Clean up state machine

[mehaase]

There are a lot of complex code paths for closing a websocket connection, mostly because the first implementation was overly simplistic and I kept hacking away on it to handle each new problem that arose. This could be cleaned up and made a lot more readable.

[mehaase]

Brain dumping some of the issues that make the close code complex:

There are multiple stages of closing. We can say that CLOSING is when we are asked to start the handshake and CLOSED is when the underlying stream is torn down. (Or maybe not—see below.)

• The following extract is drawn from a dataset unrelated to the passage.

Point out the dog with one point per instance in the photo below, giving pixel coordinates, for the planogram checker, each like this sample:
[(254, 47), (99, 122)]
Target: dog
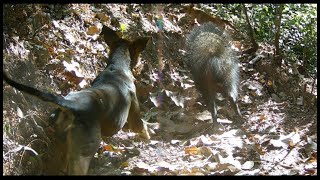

Wsproto and WebSocketConnection have different meanings of "closing" and "closed". Wsproto is CLOSING when it writes a close frame to its internal buffer. The websocket state is CLOSING when it somebody calls aclose() or a ConnectionClosed event is received but the response is not yet sent. Wsproto is CLOSED when it has sent and received a close frame. WebSocketConnection is closed when the websocket handshake is complete and the underlying stream has been torn down. We probably should not rely on wsproto's state property at all. Instead, we should observe state from events (like ConnectionClosed) and infer state from sequences like wsproto.close(); self._write_pending().

There are two layers to the protocol: the application layer (WebSocket) and the stream layer (i.e. typically TCP). We generally want to close the application layer with a handshake before closing the stream, but sometimes that's not possible, i.e. if the underlying stream is torn down before the handshake occurs.

I wonder if tearing down the stream inside WebSocketConnection is even the right thing to do? It might be surprising for somebody who calls wrap_client_stream(stream) and finds out later the stream was closed... maybe they wanted to reuse that stream for some other protocol? We could define WebSocketConnection closed state as when the handshake completes, then put the responsibility for stream teardown somewhere else, i.e. inside APIs like open_websocket(…). These APIs are already responsible for creating a stream, why shouldn't they be responsible for tearing it down?

The local and remote endpoints each have a state. E.g. if we close with code 4001 then we send a frame with 4001. The server completes the handshake by sending back a frame, but it can send back whatever code it wants, i.e. 4002. Should the local close code property show the close code we sent or the close code we received... or both?

Closing behavior is different depending on which side initiates. E.g. if the remote endpoint initiates closing, then we keep the internal message channel open until the user has read all of the messages queued in it. If the local endpoint initiates closing, then we close the receive channel and the user cannot read any more messages.

We have to be careful not to block the reader task. One mistake I made several times is trying to call self.aclose() from an event handler. This never works because all of the event handlers run inside the reader task and aclose() waits for the connection closed event, so the reader task is deadlocked. There needs to be some method for internal close that is safe to call from the reader task.

The next step is to try to draw a diagram to identify all of the possible ways the connection can close. This should help me understand how to rewrite this.

[mehaase]

I'm going to broaden the scope of this to look at the entire state machine in the library. I'm sure there are bugs (or undefined behavior) in certain spots, e.g. what happens if you call accept() and reject() on the same request? You'll probably get an obscure wsproto error.